As should not be evident, the instant invention provides an integrated conveyor system composed of self-contained vertical and horizontal modules by means of which a deposit box or like container may be transported from one end of the system to the other, and returned, depending upon the direction in which the sets of conveyor belts are driven. The modules are of relatively simple and inexpensive construction and may be easily repaired or, should the necessity arise, the entire module may be readily removed and replaced as a unit, the only required connection being control circuits for the drive motors.
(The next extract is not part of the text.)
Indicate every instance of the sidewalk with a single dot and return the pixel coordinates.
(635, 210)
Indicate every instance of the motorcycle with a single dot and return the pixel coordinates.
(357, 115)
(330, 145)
It will be understood that modifications may be made in the invention without departing from its spirit and purpose. A number of such modifications have already been set forth and others will undoubtedly occur to the skilled worker in the art upon reading specification. For example, the size and length of the modules does not constitute a limitation on the invention; and depending upon the distance to be traversed, the horizontal module may comprise two or more modular units. If two units are employed, it will be evident that each unit will have a translation means at only one end, the abutting ends simply having sheaves about which the sets of conveyor belts pass in close proximity to each other so that the box will readily pass from one set of belts to the other. Similarly, the curve translation members can be mounted on the uppermost ends of the vertical modules rather than on the ends of the horizontal module. Instead of a hinged scoop beneath the vertical modules to lift the deposit box, it may be lifted by a slide mechanism. Accordingly, it is not intended that the invention be limited other than in the manner set forth in the claims which follow.